Re: [PATCH] KVM: x86: Zap all TDP leaf entries according noncoherent DMA count

From: Yan Zhao
Date: Mon May 08 2023 - 22:06:03 EST


On Mon, May 08, 2023 at 03:19:56PM +0800, Chao Gao wrote:
> On Mon, May 08, 2023 at 11:47:00AM +0800, Yan Zhao wrote:
> >Zap all TDP leaf entries when noncoherent DMA count goes from 0 to !0, or
> >from !0 to 0.
> >
> >When there's no noncoherent DMA device, EPT memory type is
> >((MTRR_TYPE_WRBACK << VMX_EPT_MT_EPTE_SHIFT) | VMX_EPT_IPAT_BIT)
> >
> >When there're noncoherent DMA devices, EPT memory type needs to honor
> >guest CR0_CD and MTRR settings.
> >
> >So, if noncoherent DMA count changes between 0 and !0, EPT leaf entries
> >need to be zapped to clear stale memory type.
> >
> >This issue might be hidden when VFIO adding/removing MMIO regions of the
> >noncoherent DMA devices on device attaching/de-attaching because
> >usually the MMIO regions will be disabled/enabled for several times during
> >guest PCI probing.
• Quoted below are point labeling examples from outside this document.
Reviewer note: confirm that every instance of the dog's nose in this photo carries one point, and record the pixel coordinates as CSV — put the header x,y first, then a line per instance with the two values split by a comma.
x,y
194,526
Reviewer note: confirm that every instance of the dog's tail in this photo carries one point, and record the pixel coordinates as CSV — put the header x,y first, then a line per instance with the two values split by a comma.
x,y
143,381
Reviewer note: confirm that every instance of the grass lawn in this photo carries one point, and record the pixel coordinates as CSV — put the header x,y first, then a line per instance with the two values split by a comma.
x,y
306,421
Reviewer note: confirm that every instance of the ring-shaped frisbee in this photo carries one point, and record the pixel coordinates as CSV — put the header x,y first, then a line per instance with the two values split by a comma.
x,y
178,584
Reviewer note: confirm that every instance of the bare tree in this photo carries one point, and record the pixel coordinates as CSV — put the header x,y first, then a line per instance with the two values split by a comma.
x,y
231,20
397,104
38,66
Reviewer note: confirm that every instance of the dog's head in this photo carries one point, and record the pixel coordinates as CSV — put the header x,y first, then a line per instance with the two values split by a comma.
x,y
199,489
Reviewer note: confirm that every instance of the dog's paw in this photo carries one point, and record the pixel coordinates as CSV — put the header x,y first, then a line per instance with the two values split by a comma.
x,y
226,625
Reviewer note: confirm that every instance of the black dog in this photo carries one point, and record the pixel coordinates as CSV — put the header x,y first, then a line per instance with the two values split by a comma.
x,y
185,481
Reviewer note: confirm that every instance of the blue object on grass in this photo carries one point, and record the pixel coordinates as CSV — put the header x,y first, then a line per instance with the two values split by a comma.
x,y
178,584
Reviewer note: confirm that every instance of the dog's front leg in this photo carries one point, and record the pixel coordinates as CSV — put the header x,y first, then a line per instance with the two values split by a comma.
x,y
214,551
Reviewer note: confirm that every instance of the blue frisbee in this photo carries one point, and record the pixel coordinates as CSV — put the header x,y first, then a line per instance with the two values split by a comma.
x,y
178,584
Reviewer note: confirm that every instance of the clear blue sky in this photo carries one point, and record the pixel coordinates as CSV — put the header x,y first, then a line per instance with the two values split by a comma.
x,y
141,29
And in KVM, TDP entries are all zapped on memslot
> >removal.
> >
> >However, this issue may appear when kvm_mmu_zap_all_fast() is not called
> >before KVM slot removal, e.g. as for TDX, only leaf entries for the
> >memslot to be removed is zapped.
> >
> >static void kvm_mmu_invalidate_zap_pages_in_memslot(struct kvm *kvm,
> > struct kvm_memory_slot *slot,
> > struct kvm_page_track_notifier_node *node)
> >{
> > if (kvm_gfn_shared_mask(kvm))
> > /*
> > * Secure-EPT requires to release PTs from the leaf. The
> > * optimization to zap root PT first with child PT doesn't
> > * work.
> > */
> > kvm_mmu_zap_memslot(kvm, slot);
> > else
> > kvm_mmu_zap_all_fast(kvm);
> >}
>
> TDX code isn't merged. So, I think you'd better not use TDX as an argument.
>
Ok. But I just want to explain that kvm_mmu_zap_all_fast() is not
desired in some cases during slot DELETE. TDX is a good example here.

> >
> >And even without TDX's case, in some extreme conditions if MMIO regions
> >are not disabled during device attaching, e.g. if guest does not cause
> >the MMIO region disabling in QEMU.
> >Then TDP zap will not be called and wrong EPT memory type might be
> >retained.
> >
> >So, do the TDP zapping of all leaf entries when present/non-present state
> >of noncoherent DMA devices changes to ensure stale entries cleaned away.
> >And as this is not a frequent operation, the extra zap should be fine.
> >
> >Signed-off-by: Yan Zhao <yan.y.zhao@xxxxxxxxx>
> >---
> > arch/x86/kvm/x86.c | 6 ++++--
> > 1 file changed, 4 insertions(+), 2 deletions(-)
> >
> >diff --git a/arch/x86/kvm/x86.c b/arch/x86/kvm/x86.c
> >index e7f78fe79b32..99a825722d95 100644
> >--- a/arch/x86/kvm/x86.c
> >+++ b/arch/x86/kvm/x86.c
> >@@ -13145,13 +13145,15 @@ EXPORT_SYMBOL_GPL(kvm_arch_has_assigned_device);
> >
> > void kvm_arch_register_noncoherent_dma(struct kvm *kvm)
> > {
> >- atomic_inc(&kvm->arch.noncoherent_dma_count);
> >+ if (atomic_inc_return(&kvm->arch.noncoherent_dma_count) == 1)
>
> >+ kvm_zap_gfn_range(kvm, gpa_to_gfn(0), gpa_to_gfn(~0ULL));
>
> The issue is specific to EPT. shouldn't this be conditional on tdp_enabled, like
> update_mtrr()?
>
Yes. good point.
Maybe also include checking of shadow_memtype_mask.

> Likewise, shouldn't we omit to call kvm_zap_gfn_range() in kvm_post_set_cr0() if
> tdp_enabled is false?
I think so.
And also check tdp_enabled and shadow_memtype_mask in the case of update_mtrr().

Will add a helper function in next version.

Thanks, Chao!
>
> > }
> > EXPORT_SYMBOL_GPL(kvm_arch_register_noncoherent_dma);
> >
> > void kvm_arch_unregister_noncoherent_dma(struct kvm *kvm)
> > {
> >- atomic_dec(&kvm->arch.noncoherent_dma_count);
> >+ if (!atomic_dec_return(&kvm->arch.noncoherent_dma_count))
> >+ kvm_zap_gfn_range(kvm, gpa_to_gfn(0), gpa_to_gfn(~0ULL));
> > }
> > EXPORT_SYMBOL_GPL(kvm_arch_unregister_noncoherent_dma);
> >
> >--
> >2.17.1
> >